Inleiding herkaderen
In gesprekken en vergaderingen zijn vaak belemmeringen hoorbaar. Mensen zijn het niet eens met een voorstel, denken dat een oplossing niet haalbaar is, of zitten ‘in de weerstand’. In deze situaties lijken maar twee richtingen mogelijk: vooruit of achteruit. Vooruit betekent doordrukken door overtuigen, opleggen met macht; achteruit betekent het voorstel intrekken, proberen het via een andere route te regelen of bakzeil halen. In dit artikel lees je over een derde mogelijkheid: het omvormen van de kern van de belemmering. Deze omvorming van de weerstand levert draagvlak op voor de richting die je voor ogen heeft.
In de overlevering van de verhalen over Socrates, Plato, Jezus, Lincolm, Gandhi, Erickson en anderen zijn veel anekdotes bewaard gebleven. Robert Dilts heeft in 1980 een boek geschreven over de verbale patronen die deze bijzondere mensen gebruikten om mensen te beïnvloeden onder de titel: ‘Sleight of Mouth, the art of conversational belief change’. Deze titel zouden we kunnen vertalen met ‘Behendigheid met de mond, de kunst van het herkaderen in gesprekken’. In dit boek beschrijft Robert Dilts veertien patronen van herkaderen. Uit deze veertien heb ik er hier twaalf geselecteerd. (De andere twee zijn naar mijn mening lastiger toe te passen.)
Belemmerende overtuigingen
Iedereen heeft een eigen beeld van de werkelijkheid. Dit beeld is opgebouwd uit ervaringen uit het verleden, beslissingen, filtering van de werkelijkheid en andere bouwstenen. Het helpt mensen om dagelijkse gebeurtenissen te snappen en om te voorspellen wat er gaat gebeuren. Het beeld dat je van de werkelijkheid hebt geeft houvast en een gevoel van controle. Alle omschrijvingen die je kan geven van de werkelijkheid – met oorzaak-gevolg redenaties en betekenissen – noemen wij overtuigingen. Het zijn generalisaties van ervaringen die je voor de waarheid aanziet.
Overtuigingen ontstaan in je hoofd om je houvast te geven: de beperkte visie op de werkelijkheid maakt het hanteerbaar. Ze zijn daarmee per definitie ooit nuttig geweest. Het kan echter zijn dat de overtuiging begint te knellen: je wilt iets maar je bent er bijvoorbeeld nog steeds van overtuigd dat het niet kan.

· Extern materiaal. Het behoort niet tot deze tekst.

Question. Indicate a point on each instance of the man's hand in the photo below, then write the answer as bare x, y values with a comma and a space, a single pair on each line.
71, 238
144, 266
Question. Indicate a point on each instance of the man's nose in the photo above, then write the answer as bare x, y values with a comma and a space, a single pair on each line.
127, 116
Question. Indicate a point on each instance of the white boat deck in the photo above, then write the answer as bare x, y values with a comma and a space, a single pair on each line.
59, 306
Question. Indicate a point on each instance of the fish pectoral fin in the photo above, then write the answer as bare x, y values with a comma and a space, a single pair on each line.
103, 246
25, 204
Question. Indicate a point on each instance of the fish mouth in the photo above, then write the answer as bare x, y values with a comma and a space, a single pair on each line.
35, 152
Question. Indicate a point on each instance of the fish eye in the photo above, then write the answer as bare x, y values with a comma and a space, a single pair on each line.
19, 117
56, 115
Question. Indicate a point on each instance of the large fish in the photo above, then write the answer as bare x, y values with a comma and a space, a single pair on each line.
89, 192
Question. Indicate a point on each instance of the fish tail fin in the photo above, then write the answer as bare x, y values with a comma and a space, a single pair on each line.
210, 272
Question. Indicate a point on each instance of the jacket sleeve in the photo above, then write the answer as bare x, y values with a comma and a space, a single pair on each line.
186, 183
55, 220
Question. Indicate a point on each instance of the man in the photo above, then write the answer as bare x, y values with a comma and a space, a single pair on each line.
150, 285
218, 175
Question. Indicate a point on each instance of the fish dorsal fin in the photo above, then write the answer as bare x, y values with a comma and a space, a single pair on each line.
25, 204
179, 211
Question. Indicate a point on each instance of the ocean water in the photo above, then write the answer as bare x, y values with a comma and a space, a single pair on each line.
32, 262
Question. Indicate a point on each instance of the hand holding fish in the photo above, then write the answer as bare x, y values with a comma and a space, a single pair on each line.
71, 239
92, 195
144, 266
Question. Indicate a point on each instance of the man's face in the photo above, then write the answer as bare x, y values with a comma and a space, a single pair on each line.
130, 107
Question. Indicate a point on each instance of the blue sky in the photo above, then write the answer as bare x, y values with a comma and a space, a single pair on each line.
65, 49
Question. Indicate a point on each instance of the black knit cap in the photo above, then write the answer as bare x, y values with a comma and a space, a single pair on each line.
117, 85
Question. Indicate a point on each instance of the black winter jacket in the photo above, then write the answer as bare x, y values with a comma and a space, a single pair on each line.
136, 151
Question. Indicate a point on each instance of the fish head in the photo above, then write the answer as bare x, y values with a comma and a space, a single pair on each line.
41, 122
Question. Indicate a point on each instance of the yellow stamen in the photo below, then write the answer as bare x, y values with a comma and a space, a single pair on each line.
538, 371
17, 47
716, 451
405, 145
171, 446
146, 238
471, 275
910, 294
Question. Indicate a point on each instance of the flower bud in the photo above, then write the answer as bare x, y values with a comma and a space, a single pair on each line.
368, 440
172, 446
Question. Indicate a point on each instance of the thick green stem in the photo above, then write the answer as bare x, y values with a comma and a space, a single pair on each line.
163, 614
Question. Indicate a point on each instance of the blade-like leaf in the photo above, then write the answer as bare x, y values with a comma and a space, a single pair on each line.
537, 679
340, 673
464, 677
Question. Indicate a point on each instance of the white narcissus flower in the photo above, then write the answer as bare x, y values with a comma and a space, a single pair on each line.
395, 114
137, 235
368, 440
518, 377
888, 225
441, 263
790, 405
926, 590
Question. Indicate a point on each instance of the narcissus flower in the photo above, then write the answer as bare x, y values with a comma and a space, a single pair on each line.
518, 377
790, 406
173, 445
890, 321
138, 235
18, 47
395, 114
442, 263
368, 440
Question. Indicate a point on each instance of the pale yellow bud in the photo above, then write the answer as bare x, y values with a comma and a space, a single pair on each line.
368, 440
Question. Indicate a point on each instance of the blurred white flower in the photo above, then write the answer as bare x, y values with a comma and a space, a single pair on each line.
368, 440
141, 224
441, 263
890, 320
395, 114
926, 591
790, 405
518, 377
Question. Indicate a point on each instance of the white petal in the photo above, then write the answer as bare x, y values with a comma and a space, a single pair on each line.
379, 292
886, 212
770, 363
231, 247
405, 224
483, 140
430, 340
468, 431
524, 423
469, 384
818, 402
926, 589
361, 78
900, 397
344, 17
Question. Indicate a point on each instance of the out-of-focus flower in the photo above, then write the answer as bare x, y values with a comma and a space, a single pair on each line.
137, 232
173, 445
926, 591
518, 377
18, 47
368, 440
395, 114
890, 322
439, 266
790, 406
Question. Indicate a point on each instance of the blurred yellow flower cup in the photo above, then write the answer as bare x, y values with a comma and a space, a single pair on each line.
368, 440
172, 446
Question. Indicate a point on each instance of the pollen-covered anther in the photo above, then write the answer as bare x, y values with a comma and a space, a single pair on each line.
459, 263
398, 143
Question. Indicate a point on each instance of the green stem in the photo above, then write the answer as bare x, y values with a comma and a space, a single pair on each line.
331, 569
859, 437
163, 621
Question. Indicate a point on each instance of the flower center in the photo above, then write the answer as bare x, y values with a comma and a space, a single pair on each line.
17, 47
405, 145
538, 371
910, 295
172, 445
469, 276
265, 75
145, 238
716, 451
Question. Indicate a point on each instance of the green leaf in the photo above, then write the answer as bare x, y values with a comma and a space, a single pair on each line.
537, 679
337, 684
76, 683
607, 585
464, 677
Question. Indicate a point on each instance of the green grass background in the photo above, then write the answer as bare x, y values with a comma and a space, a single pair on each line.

In dat geval spreken we van een belemmerende overtuiging. Er bestaan ook stimulerende overtuigingen: je wilt iets en weet dat het mogelijk is. Een paar voorbeelden:
Logica
Het beeld van de werkelijkheid zit voor mensen logisch in elkaar. Overtuigingen grijpen in elkaar als een bouwwerk. Deze logica kent twee vormen: iets komt door iets anders (oorzaak-gevolg) of iets is eigenlijk hetzelfde als iets anders (complexe equivalentie). Deze laatste voel je vaak als het geven van betekenis aan een situatie. In schematische vorm ziet het er zo uit:
Oorzaak-gevolg:
- Ik ben vaak ziek – want – ik heb een zwak gestel;
- De manager is ontslagen – omdat – hij zijn afspraken niet nakwam;
- Ik kan veel bereiken – als – ik maar hard genoeg werk.
Betekenis:
- Hard werken – is hetzelfde als – je gevoel effectief wegdrukken;
- Als je zoveel geld verdient – is dat – onethisch naar de rest van de wereld;
- Je niet aan afspraken houden – is – een goede manier om te tonen dat het je niet interesseert.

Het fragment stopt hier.